Limiting Michael Young's role, and trading him if you can, makes sense. I just wish it hadn't gone down this way.
UPDATE: Ken Rosenthal has a full story following a Q&A with Young. Some more quotes and responses after the jump.
I’ll be the first to admit that I was not particularly keen on the idea of being a DH. But I did agree to do it. I wanted to put the team first. I wanted to be a Ranger. But in light of events that happened in the process, I got pushed into a corner one too many times. I couldn’t take it any more.

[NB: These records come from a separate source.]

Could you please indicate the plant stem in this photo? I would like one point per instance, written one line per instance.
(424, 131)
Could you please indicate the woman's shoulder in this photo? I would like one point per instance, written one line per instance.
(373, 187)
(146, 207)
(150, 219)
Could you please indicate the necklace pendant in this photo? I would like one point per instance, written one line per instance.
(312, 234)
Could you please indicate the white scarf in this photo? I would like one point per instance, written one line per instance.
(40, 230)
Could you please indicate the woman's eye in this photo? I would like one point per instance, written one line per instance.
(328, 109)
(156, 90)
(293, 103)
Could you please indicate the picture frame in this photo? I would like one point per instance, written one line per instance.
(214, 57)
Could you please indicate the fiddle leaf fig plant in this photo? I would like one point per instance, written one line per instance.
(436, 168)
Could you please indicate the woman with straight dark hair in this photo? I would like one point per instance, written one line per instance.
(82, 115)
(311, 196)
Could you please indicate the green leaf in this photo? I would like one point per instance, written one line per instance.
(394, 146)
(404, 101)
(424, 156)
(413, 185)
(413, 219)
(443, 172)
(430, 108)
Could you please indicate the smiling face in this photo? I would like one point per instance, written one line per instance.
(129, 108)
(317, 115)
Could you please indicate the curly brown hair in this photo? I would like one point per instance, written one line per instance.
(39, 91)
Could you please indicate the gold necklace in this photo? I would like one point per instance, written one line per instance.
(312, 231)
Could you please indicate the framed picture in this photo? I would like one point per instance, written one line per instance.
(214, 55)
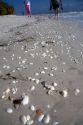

Okay. I'm not absolving the front office of misdoings if they blatantly misled Young, but this is sounding more like Young's role got reduced by the Rangers getting better players, like Mike Napoli, for the roster as constructed. If Young was truly team first as he claims to be, then it should be whatever makes the team better, and that's likely giving up a job as an every day player for the time being.
I don't discredit the man for having pride, most people do, but he's not painting himself in the good light he probably thinks he is right now. When your neighbor complains about how the Rangers treated Michael Young, point them to these quotes. Again, I don't know if the Rangers are innocent of wrong doing, and I suspect they are not, but this is clearly at least partly on Young.
As far as whether or not a trade is coming:
Yeah, I do [think a trade will happen]. It’s disappointing that it came to this. I would have preferred for this thing to have been hammered out behind closed doors. But in light of today’s events, it wasn’t going to happen.